Updated: Dec 24, 2020
Today I'm discussing some topics that come to mind on this day every year. Some of it will be personal to me, and some of it will be about home design. If you'd like to skip to the home design part, scroll down to the first American Flag picture.
On September 11th 2001, I was 3 months shy of my 6th birthday. It was my first year of school and I loved kindergarten. Sometime prior to lunch, I noticed the teachers walking from class to class; not long after, I was called to the office, my mom had come to pick me up early. I had never left school early before so I was excited. I asked her why she came to get me, and she said "I just want to have you close to me." We walked out the door and saw my favorite custodian lowering the flags. My mom usually dropped me off early in the morning, and I had gotten used to watching him raise them.
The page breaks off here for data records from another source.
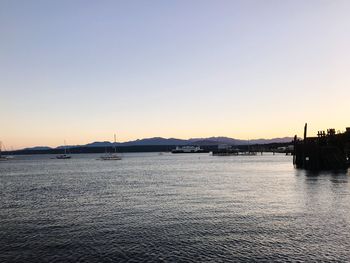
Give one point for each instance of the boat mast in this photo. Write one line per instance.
(115, 141)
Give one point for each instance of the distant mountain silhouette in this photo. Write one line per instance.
(158, 141)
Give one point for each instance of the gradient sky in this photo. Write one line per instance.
(83, 70)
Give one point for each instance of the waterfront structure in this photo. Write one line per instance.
(328, 151)
(189, 149)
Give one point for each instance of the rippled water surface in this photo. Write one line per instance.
(180, 208)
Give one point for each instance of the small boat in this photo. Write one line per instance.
(111, 156)
(189, 149)
(65, 155)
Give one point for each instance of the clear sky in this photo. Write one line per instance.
(83, 70)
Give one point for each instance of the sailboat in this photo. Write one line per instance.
(3, 158)
(111, 156)
(65, 155)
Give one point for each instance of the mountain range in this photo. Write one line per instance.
(157, 141)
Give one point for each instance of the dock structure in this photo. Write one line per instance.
(328, 151)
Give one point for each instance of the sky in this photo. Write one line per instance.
(81, 71)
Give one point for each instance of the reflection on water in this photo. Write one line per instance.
(151, 207)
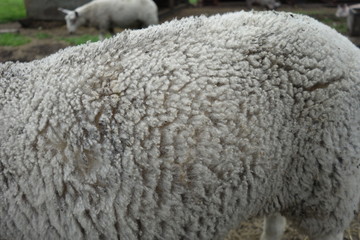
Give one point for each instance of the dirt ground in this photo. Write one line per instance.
(39, 48)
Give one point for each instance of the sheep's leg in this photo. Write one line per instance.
(274, 227)
(101, 36)
(338, 236)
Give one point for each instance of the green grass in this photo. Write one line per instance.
(13, 39)
(11, 10)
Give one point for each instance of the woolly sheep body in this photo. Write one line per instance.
(107, 14)
(183, 130)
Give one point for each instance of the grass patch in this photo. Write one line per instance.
(13, 39)
(43, 36)
(80, 39)
(11, 10)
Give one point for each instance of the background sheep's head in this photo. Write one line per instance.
(72, 18)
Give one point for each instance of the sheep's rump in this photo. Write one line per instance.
(182, 130)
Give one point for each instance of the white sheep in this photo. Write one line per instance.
(269, 4)
(343, 9)
(183, 130)
(107, 14)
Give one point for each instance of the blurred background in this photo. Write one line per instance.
(33, 29)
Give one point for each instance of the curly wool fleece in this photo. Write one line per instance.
(182, 130)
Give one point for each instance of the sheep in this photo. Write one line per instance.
(182, 130)
(269, 4)
(343, 10)
(107, 14)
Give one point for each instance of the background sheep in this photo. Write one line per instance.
(343, 10)
(269, 4)
(107, 14)
(183, 130)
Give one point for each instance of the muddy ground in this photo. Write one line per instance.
(39, 48)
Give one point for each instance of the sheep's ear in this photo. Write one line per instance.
(64, 10)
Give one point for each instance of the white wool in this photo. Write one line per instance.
(107, 14)
(183, 130)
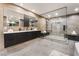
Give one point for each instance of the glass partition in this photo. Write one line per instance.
(57, 21)
(14, 21)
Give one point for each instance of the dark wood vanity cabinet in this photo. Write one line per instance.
(15, 38)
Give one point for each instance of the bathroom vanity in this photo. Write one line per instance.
(13, 38)
(72, 37)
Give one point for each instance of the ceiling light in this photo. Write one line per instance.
(76, 9)
(21, 4)
(56, 14)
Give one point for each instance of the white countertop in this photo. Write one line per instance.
(77, 46)
(19, 31)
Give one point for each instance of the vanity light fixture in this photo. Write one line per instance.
(76, 9)
(21, 4)
(33, 10)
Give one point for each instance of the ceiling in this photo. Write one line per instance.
(41, 8)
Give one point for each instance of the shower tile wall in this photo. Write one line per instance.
(72, 24)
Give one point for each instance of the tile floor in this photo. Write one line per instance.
(46, 46)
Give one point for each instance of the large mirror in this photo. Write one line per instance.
(14, 21)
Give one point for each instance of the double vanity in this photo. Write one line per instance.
(13, 38)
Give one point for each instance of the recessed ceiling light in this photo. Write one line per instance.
(76, 9)
(21, 4)
(56, 14)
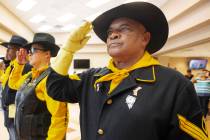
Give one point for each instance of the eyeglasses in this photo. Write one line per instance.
(34, 50)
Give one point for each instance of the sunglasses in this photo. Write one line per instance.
(34, 50)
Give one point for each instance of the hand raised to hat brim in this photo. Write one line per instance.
(21, 56)
(78, 38)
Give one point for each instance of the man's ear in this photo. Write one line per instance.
(48, 55)
(146, 37)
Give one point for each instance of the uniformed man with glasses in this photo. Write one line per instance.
(38, 116)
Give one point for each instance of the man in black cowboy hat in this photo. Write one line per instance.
(38, 116)
(8, 95)
(134, 97)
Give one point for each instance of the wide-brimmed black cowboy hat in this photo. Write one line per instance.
(147, 14)
(15, 40)
(47, 41)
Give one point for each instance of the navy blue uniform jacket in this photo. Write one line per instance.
(144, 106)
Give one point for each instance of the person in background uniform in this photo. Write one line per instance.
(134, 97)
(202, 87)
(189, 74)
(8, 94)
(38, 116)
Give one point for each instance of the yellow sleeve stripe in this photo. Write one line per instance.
(74, 77)
(191, 129)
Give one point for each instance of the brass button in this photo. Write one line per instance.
(100, 131)
(109, 101)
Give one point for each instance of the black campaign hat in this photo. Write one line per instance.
(15, 40)
(48, 42)
(147, 14)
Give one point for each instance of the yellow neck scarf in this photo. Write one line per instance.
(6, 74)
(119, 74)
(36, 73)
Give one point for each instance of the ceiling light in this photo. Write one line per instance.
(26, 5)
(127, 1)
(96, 3)
(37, 19)
(66, 17)
(68, 27)
(44, 28)
(92, 17)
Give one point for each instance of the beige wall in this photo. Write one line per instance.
(180, 63)
(96, 60)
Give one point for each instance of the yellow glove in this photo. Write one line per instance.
(75, 42)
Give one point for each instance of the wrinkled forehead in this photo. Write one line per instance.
(36, 45)
(126, 21)
(10, 46)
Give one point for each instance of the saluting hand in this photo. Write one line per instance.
(21, 56)
(78, 38)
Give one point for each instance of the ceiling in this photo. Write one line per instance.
(62, 15)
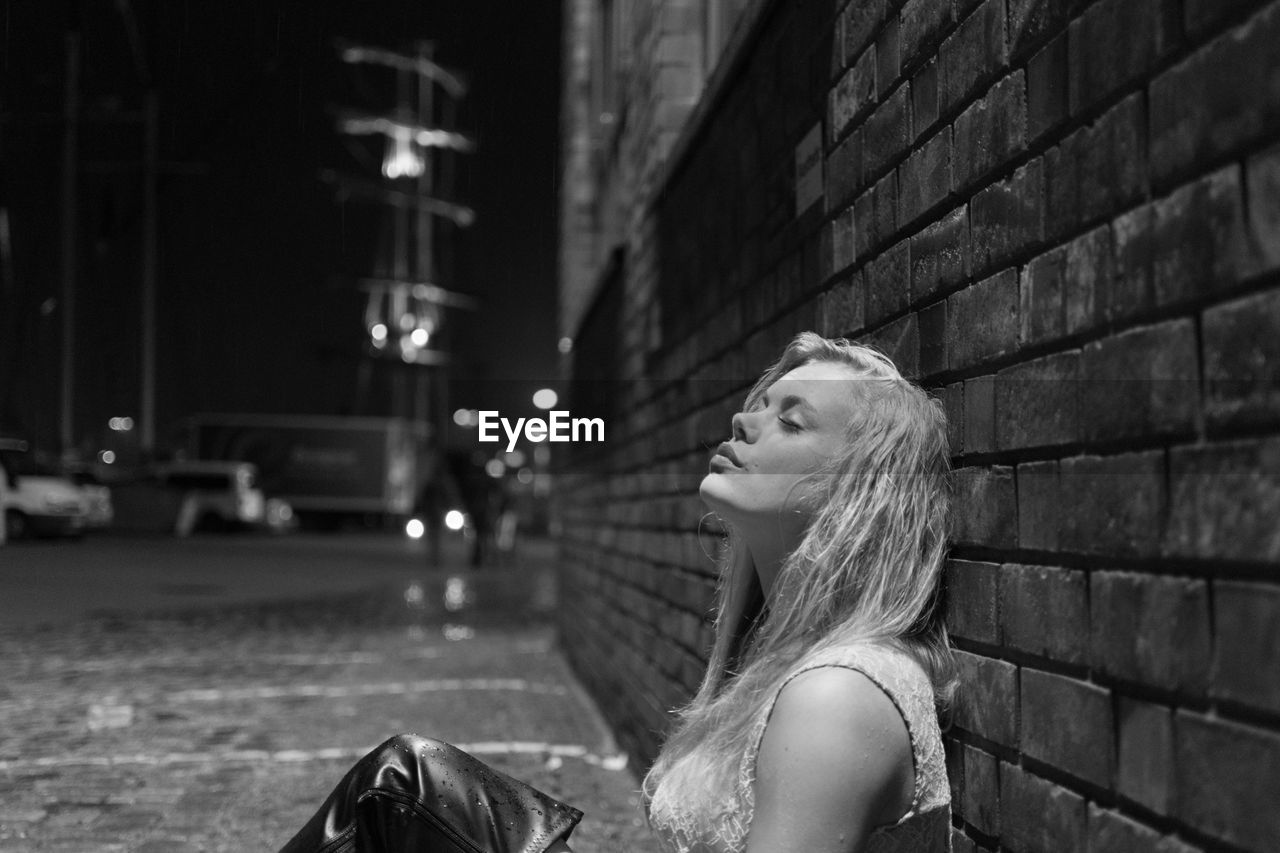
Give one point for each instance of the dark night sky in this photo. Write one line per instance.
(257, 309)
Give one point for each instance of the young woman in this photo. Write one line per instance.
(816, 724)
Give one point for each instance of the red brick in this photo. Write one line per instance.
(1228, 775)
(954, 756)
(1112, 167)
(853, 95)
(1061, 714)
(1045, 610)
(952, 400)
(973, 55)
(1262, 176)
(924, 95)
(1112, 833)
(982, 320)
(972, 597)
(1046, 89)
(922, 26)
(1038, 506)
(885, 209)
(1032, 22)
(1038, 816)
(862, 22)
(888, 283)
(1224, 501)
(1041, 297)
(1006, 219)
(933, 338)
(990, 132)
(940, 254)
(1202, 14)
(961, 843)
(837, 49)
(900, 341)
(886, 132)
(1115, 42)
(887, 56)
(1116, 503)
(836, 245)
(1037, 402)
(1088, 279)
(981, 803)
(1151, 629)
(924, 178)
(1143, 382)
(979, 415)
(844, 172)
(1132, 290)
(988, 699)
(1247, 634)
(1217, 101)
(865, 240)
(986, 509)
(1242, 350)
(1144, 762)
(842, 308)
(1063, 187)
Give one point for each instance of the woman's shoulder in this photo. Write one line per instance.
(877, 658)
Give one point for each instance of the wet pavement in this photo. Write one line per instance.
(223, 726)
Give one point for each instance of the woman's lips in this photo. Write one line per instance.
(722, 463)
(725, 457)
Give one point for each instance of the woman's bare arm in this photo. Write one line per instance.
(835, 763)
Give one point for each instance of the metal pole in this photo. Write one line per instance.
(425, 260)
(150, 168)
(71, 146)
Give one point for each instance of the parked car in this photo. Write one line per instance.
(99, 509)
(37, 500)
(219, 496)
(215, 495)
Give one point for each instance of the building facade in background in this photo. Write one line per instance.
(1064, 219)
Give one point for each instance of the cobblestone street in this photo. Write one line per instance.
(222, 728)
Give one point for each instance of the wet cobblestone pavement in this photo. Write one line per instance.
(223, 729)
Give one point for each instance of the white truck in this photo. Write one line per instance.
(324, 466)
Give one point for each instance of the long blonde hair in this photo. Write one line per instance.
(868, 568)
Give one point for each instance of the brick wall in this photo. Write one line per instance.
(1065, 219)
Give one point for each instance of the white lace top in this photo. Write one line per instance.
(924, 829)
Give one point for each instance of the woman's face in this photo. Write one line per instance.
(800, 425)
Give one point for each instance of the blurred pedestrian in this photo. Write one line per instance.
(816, 724)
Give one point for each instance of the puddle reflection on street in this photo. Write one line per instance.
(457, 593)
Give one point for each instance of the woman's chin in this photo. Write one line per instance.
(716, 493)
I innocently asked, "why is he taking them down?" she confessed, "it means something really bad happened."
The rest of that day my mom watched the news and loved on me. I don't recall when I began to know what was going on, but I remember asking about my dad's family. They all lived in NYC and in the summer of 2000 we road-tripped up to meet them. It wasn't until 11th grade that I realized I was the only kid in my school who had seen the towers in person.
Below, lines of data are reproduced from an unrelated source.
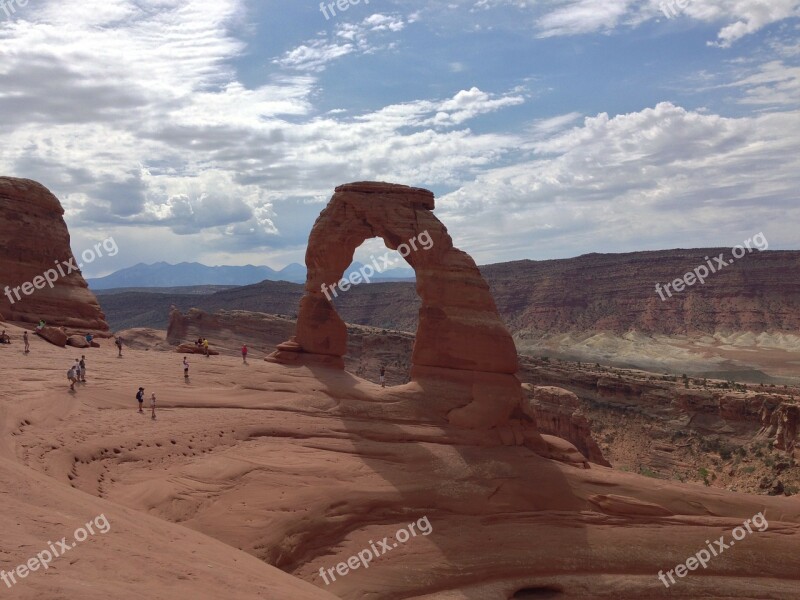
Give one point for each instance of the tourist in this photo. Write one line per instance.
(73, 378)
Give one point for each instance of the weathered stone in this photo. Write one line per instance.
(77, 341)
(34, 240)
(54, 335)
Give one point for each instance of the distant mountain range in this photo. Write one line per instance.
(165, 275)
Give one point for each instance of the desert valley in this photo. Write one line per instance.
(527, 476)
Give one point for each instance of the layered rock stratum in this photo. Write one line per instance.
(268, 479)
(34, 240)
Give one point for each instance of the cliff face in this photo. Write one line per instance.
(34, 243)
(617, 293)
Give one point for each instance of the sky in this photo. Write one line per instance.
(216, 130)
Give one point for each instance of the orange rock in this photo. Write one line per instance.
(54, 335)
(35, 240)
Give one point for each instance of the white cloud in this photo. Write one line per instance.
(659, 178)
(738, 18)
(314, 55)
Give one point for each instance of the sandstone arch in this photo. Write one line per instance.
(460, 338)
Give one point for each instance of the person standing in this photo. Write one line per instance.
(73, 378)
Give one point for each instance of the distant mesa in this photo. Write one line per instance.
(33, 238)
(166, 275)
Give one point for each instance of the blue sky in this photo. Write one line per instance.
(216, 130)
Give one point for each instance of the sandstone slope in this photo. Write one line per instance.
(305, 467)
(33, 240)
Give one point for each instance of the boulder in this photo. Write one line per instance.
(77, 341)
(54, 335)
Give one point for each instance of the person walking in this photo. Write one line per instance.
(73, 378)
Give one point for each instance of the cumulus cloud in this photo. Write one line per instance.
(659, 178)
(738, 18)
(349, 38)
In 2001 my dad was in the Army, stationed at Fort Hood; He would come home on the weekends to be with us, but during the week we were 2.5 hours apart. That attack drastically changed the course of his service, and the long absences that followed 9/11 dwarfed those work-weeks apart. In total, he spent 6 years away from me before I was 17. He missed out on simple things like reading to me at night, chaperoning field trips, and dropping me off at school. As I grew up, the time apart got harder, and that proved true right through his last deployment.
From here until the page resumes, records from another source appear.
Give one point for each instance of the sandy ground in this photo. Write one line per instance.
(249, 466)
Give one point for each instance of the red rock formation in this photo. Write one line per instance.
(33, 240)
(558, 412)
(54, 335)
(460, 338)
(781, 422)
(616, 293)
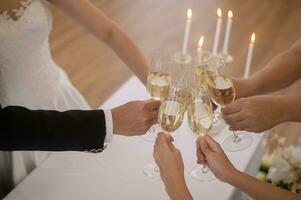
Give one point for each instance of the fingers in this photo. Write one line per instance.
(204, 147)
(231, 108)
(211, 144)
(233, 119)
(151, 105)
(164, 141)
(240, 126)
(201, 159)
(153, 114)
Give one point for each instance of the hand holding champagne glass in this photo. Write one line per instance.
(222, 93)
(171, 114)
(200, 116)
(158, 79)
(158, 84)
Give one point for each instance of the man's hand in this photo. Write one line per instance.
(254, 114)
(135, 118)
(171, 165)
(210, 153)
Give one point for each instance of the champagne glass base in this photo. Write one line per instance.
(198, 174)
(152, 171)
(151, 134)
(226, 57)
(239, 145)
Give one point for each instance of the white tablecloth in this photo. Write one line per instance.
(117, 172)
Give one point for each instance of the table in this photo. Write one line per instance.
(117, 172)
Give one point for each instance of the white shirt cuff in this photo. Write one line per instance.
(109, 125)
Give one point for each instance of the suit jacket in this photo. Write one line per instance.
(74, 130)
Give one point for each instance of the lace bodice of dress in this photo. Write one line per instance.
(16, 13)
(24, 29)
(26, 65)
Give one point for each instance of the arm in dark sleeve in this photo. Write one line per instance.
(75, 130)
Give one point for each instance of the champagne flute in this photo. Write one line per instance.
(200, 121)
(222, 93)
(170, 118)
(203, 60)
(158, 84)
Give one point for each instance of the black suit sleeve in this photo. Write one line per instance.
(75, 130)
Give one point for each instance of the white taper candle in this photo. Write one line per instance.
(187, 31)
(217, 31)
(228, 31)
(249, 57)
(200, 49)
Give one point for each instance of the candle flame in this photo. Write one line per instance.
(219, 13)
(230, 14)
(201, 42)
(189, 13)
(253, 38)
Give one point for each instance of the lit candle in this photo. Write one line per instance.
(187, 31)
(217, 31)
(200, 48)
(249, 57)
(228, 31)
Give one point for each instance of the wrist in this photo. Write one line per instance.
(177, 189)
(244, 87)
(289, 108)
(115, 120)
(232, 176)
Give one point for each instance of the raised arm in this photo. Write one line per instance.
(211, 153)
(107, 31)
(280, 72)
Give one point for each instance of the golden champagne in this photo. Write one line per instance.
(171, 115)
(221, 90)
(200, 117)
(200, 76)
(158, 85)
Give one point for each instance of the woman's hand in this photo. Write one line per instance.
(168, 158)
(170, 162)
(135, 118)
(254, 114)
(210, 153)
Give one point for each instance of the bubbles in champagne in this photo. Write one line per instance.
(171, 115)
(199, 117)
(221, 90)
(158, 85)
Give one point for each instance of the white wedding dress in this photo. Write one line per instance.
(28, 75)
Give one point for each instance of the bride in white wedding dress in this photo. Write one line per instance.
(28, 75)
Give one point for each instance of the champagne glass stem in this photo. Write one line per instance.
(205, 169)
(236, 138)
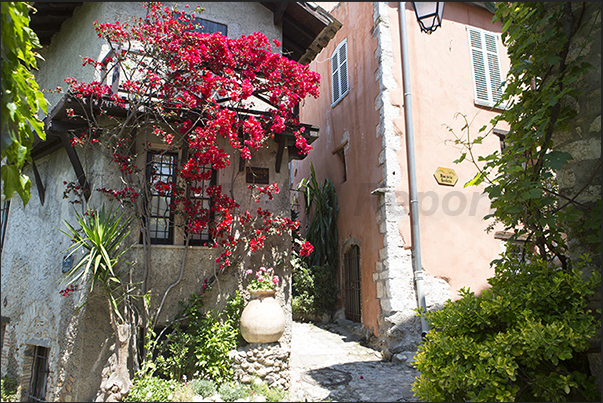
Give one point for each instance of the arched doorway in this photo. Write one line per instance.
(352, 286)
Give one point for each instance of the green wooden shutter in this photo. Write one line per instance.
(339, 71)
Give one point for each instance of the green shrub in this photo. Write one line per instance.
(204, 387)
(198, 343)
(314, 291)
(152, 389)
(525, 338)
(232, 391)
(276, 394)
(184, 393)
(8, 389)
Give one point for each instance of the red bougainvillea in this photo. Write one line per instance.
(209, 97)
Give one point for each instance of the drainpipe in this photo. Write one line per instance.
(412, 182)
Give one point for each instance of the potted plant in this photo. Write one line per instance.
(262, 320)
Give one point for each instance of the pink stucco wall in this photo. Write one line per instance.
(355, 119)
(453, 239)
(454, 244)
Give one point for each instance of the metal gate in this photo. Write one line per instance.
(351, 267)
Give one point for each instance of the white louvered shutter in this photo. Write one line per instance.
(339, 69)
(335, 80)
(485, 62)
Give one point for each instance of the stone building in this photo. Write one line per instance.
(363, 151)
(55, 352)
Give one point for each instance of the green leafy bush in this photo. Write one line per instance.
(314, 291)
(232, 391)
(184, 393)
(152, 389)
(198, 343)
(9, 389)
(204, 387)
(276, 394)
(524, 339)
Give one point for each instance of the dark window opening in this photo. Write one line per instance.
(352, 285)
(161, 174)
(340, 152)
(3, 220)
(197, 194)
(39, 374)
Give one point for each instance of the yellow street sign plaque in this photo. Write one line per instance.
(446, 176)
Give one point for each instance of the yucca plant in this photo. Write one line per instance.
(101, 236)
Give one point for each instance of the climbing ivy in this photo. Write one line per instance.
(21, 98)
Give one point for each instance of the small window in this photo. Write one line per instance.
(340, 152)
(161, 169)
(209, 27)
(485, 64)
(39, 374)
(339, 69)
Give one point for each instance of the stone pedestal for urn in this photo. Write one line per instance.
(263, 319)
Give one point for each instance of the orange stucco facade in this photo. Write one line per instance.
(367, 128)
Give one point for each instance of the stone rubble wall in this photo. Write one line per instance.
(267, 361)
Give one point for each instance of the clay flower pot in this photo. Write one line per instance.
(262, 320)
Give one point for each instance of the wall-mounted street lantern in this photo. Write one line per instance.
(429, 15)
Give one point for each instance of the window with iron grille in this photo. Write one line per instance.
(3, 220)
(351, 267)
(161, 173)
(339, 72)
(39, 374)
(197, 195)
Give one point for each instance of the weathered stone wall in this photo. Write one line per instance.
(268, 362)
(82, 342)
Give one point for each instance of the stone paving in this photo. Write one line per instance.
(328, 363)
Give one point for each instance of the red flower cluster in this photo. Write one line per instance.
(67, 291)
(306, 249)
(201, 87)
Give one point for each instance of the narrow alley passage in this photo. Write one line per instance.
(332, 365)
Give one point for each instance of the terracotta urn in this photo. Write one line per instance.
(262, 320)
I was 15, going into my sophomore year of high school, and he was gearing up for Afghanistan. That deployment strained us more than anything we'd experienced before. After missing my 16th birthday, a Christmas, his 20th wedding anniversary, and plenty special moments he came home to a new house. My mom had labeled all of the light switches for him, and to this day some of those labels remain. Despite our rough patch, he brought me home a gift that I still cherish; an American flag, one with its own birth certificate of sorts. This certificate confirmed that it had been flown over Afghanistan on a combat patrol, every year it feels more special to me that I get to have it.
The flag, to me, represents the best of America; it speaks to the memory of every life lost defending it's position, it silently declares freedom in the most oppressed places on earth and reminds the world that acts of evil beg consequence.
That, everything above, is why I choose to uphold the dignity of our American Flag.
Flag Code: there is a correct way to display the flag
We all love displaying our patriotism, particularly on days like today, however there is a correct way to do it; believe it or not, the government made a really simple web page about it. Here's a screenshot of their infographic:
Some points that this doesn't address are:
When displaying a flag in a window or against a building, the stripes should be pointed down, and Union (the stars) should be in the uppermost left corner when viewed by the observer. This assumes that the observer is someone outside of the home.
Flag code states, "The flag should never be fastened, displayed, used, or stored in such a manner as to permit it to be easily torn, soiled, or damaged in any way." meaning, the cute napkins, toothpick flags, and paper plates we see everywhere around patriotic holidays are not allowed by flag code.
Flag code DOES permit decoration with flag related items, just not the flag. For example, the American Legion's website states "Bunting of blue, white, and red always arranged with the blue above, the white in the middle, and the red below, should be used for covering a speaker's desk, draping the front of the platform, and for decoration in general." So, flags for drapes is a no-go, but bunting gets the green light.
Check out these comparisons
Although it does look pretty, using flags as drapes around your door is not in keeping with flag code.
Flags are not meant to serve as tablecloths, or touch the ground.
If you'd like to read more about the flag, it's proper use, or learn about those lost in the September 11'th attacks, check out the links below.
Decorating with the flag
https://www.911memorial.org/visit/memorial/names-911-memorial ***I highly recommend this one***
https://www.biography.com/news/september-11-2001-real-life-heroes ***talks about the heroes of 9/11***
If nothing else, I hope today serves as a reminder that we should call our parents, hug our babies, and enjoy the moments we have.